The PIGMOD center, Institute of Animal Physiology and Genetics, v. v. i., The Czech Academy of Sciences, Libechov, Czech Republic.
Institute of Molecular Genetics, The Czech Academy of Sciences, Praha 4, Czech Republic.
Sci Rep. 2020 Mar 12;10(1):4619. doi: 10.1038/s41598-020-61465-6.
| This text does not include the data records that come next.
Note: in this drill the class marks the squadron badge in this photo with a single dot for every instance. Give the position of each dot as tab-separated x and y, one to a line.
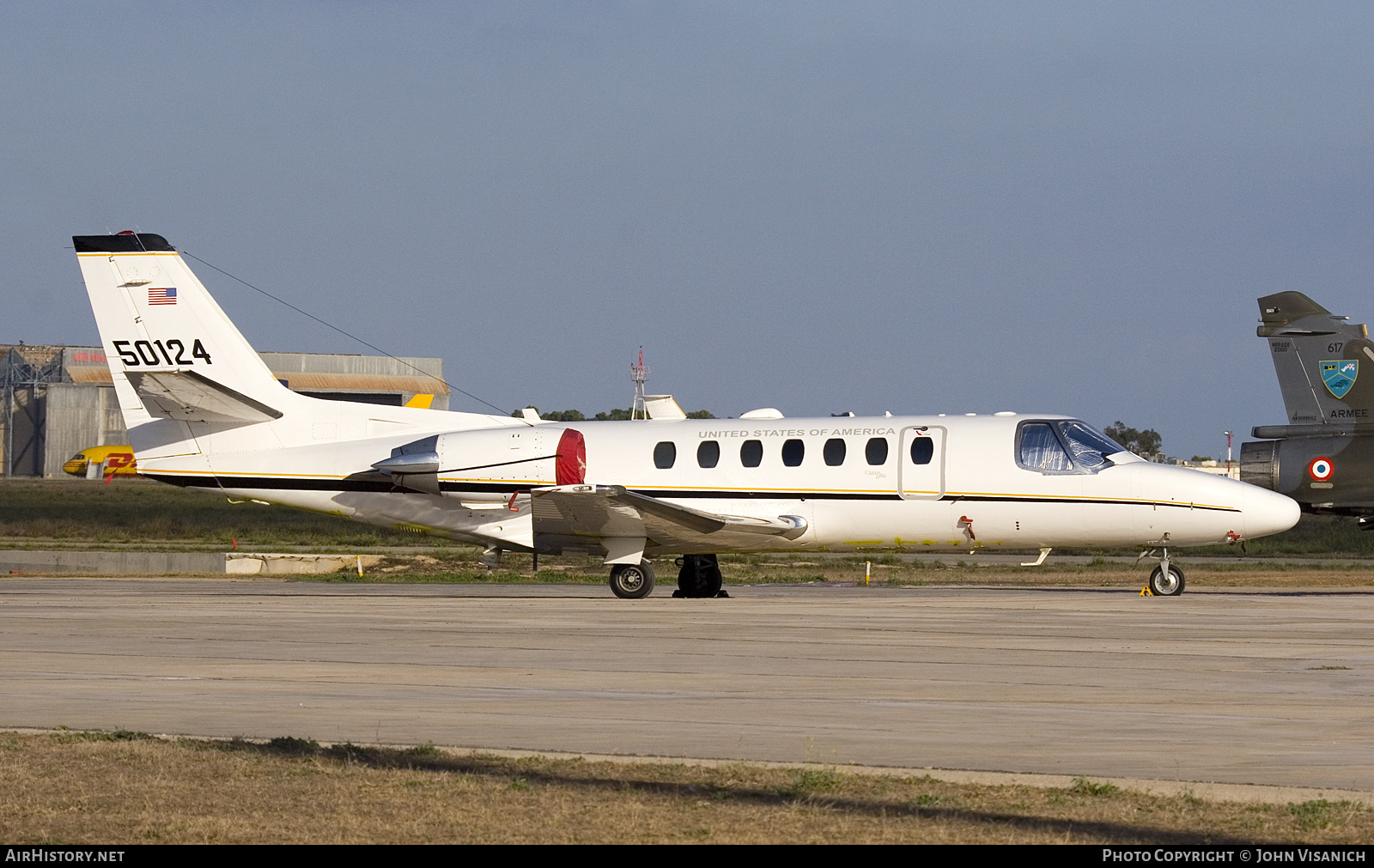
1340	375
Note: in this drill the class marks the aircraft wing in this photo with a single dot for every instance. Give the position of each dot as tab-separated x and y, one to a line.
624	521
192	398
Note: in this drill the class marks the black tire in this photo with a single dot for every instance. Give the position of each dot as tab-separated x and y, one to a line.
632	581
1167	586
698	577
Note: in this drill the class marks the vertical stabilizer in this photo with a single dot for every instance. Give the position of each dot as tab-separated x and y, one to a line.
175	356
1323	363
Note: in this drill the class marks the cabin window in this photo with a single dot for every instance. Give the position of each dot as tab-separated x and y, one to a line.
1041	449
922	449
666	453
708	453
835	452
752	453
877	451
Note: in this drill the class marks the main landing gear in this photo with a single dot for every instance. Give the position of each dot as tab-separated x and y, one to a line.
1165	580
698	576
632	581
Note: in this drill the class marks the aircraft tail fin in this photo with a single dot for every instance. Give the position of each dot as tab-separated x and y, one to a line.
172	350
1318	357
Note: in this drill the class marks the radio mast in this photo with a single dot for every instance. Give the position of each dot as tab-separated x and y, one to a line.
639	373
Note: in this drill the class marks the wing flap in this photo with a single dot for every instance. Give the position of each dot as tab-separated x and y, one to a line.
611	511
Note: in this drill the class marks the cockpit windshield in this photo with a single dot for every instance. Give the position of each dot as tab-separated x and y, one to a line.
1064	446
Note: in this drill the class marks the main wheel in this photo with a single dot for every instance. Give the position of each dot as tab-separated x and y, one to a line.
632	581
698	577
1167	586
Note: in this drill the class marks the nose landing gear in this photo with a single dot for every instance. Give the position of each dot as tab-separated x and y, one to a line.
1165	580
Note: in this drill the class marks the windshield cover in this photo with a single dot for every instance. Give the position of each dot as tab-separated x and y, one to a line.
1041	449
1090	448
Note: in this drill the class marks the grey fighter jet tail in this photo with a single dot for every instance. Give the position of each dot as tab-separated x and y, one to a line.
1323	458
1318	357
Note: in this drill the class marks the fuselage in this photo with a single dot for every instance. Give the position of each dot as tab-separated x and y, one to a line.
899	483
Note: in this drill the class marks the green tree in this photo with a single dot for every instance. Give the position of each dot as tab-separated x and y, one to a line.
1145	444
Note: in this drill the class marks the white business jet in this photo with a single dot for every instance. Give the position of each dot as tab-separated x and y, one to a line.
205	412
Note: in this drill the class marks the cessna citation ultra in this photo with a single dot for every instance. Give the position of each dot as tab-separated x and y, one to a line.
205	412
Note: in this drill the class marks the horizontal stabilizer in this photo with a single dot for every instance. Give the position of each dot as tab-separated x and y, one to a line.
192	398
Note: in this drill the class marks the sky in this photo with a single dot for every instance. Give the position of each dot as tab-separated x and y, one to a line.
914	208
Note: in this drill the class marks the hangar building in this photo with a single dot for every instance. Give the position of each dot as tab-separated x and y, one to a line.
59	400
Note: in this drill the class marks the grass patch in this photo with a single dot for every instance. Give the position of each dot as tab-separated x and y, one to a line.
68	790
1321	813
1087	787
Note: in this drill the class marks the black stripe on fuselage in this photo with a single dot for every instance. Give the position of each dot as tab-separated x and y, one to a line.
506	488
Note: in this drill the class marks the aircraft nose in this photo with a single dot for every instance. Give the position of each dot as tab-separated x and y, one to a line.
1268	511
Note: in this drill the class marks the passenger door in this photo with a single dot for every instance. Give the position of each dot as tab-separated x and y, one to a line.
921	462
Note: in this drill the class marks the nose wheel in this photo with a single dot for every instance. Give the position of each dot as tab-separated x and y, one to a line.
1165	580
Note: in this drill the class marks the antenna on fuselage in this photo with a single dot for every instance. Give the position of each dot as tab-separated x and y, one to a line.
639	373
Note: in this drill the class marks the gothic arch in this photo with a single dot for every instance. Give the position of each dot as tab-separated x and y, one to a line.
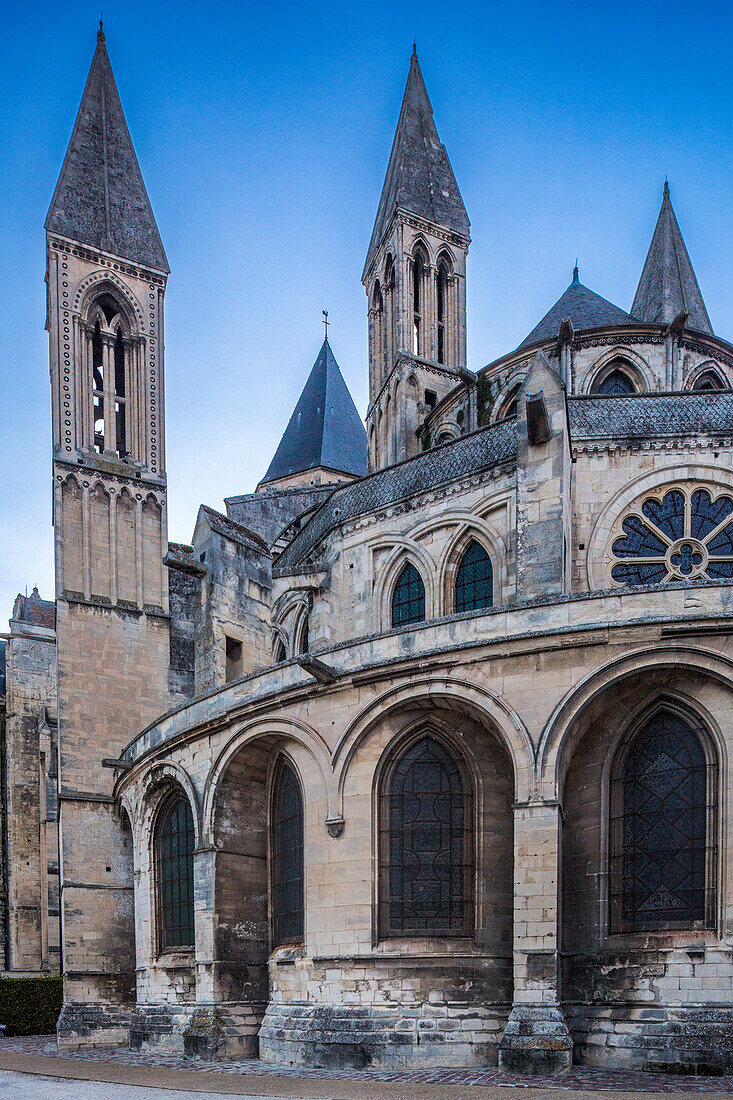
405	550
560	734
439	693
595	557
707	367
279	732
97	284
626	359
Clustered regularly interspaced short palindromic repeats-associated protein (CRISPR/Cas9) system has become a revolutionary tool for gene editing. Since viral delivery systems have significant side effects, and naked DNA delivery is not an option, the nontoxic, non-viral delivery of CRISPR/Cas9 components would significantly improve future therapeutic delivery. In this study, we aim at characterizing nanoparticles to deliver plasmid DNA encoding for the CRISPR-Cas system in eukaryotic cells in vitro. CRISPR/Cas9 complexed polyethylenimine (PEI) magnetic nanoparticles (MNPs) were generated. We used a stable HEK293 cell line expressing the traffic light reporter (TLR-3) system to evaluate efficient homology- directed repair (HDR) and non-homologous end joining (NHEJ) events following transfection with NPs. MNPs have been synthesized by co-precipitation with the average particle size around 20 nm in diameter. The dynamic light scattering and zeta potential measurements showed that NPs exhibited narrow size distribution and sufficient colloidal stability. Genome editing events were as efficient as compared to standard lipofectamine transfection. Our approach tested non-viral delivery of CRISPR/Cas9 and DNA template to perform HDR and NHEJ in the same assay. We demonstrated that PEI-MNPs is a promising delivery system for plasmids encoding CRISPR/Cas9 and template DNA and thus can improve safety and utility of gene editing.
成簇规律间隔短回文重复相关蛋白(CRISPR/Cas9)系统已成为基因编辑的革命性工具。由于病毒递送系统有显著的副作用,且裸露的 DNA 递送也不是一个选择,因此无毒、非病毒的 CRISPR/Cas9 组件递送将极大地改善未来的治疗性递送。在这项研究中,我们旨在对纳米颗粒进行表征,以实现体外真核细胞中 CRISPR-Cas 系统质粒 DNA 的递送。我们生成了与聚亚乙基亚胺(PEI)磁性纳米颗粒(MNPs)复合的 CRISPR/Cas9 复合物。我们使用表达交通信号灯报告器(TLR-3)系统的稳定 HEK293 细胞系来评估转染后高效同源定向修复(HDR)和非同源末端连接(NHEJ)事件。MNPs 通过共沉淀合成,平均粒径约为 20nm。动态光散射和 zeta 电位测量表明,NP 表现出窄的粒径分布和足够的胶体稳定性。基因组编辑事件与标准脂质体转染相比同样高效。我们的方法测试了 CRISPR/Cas9 和 DNA 模板的非病毒递送,以在相同的测定中进行 HDR 和 NHEJ。我们证明了 PEI-MNPs 是一种有前途的质粒 DNA 转染方法,可用于编码 CRISPR/Cas9 和模板 DNA,从而提高基因编辑的安全性和实用性。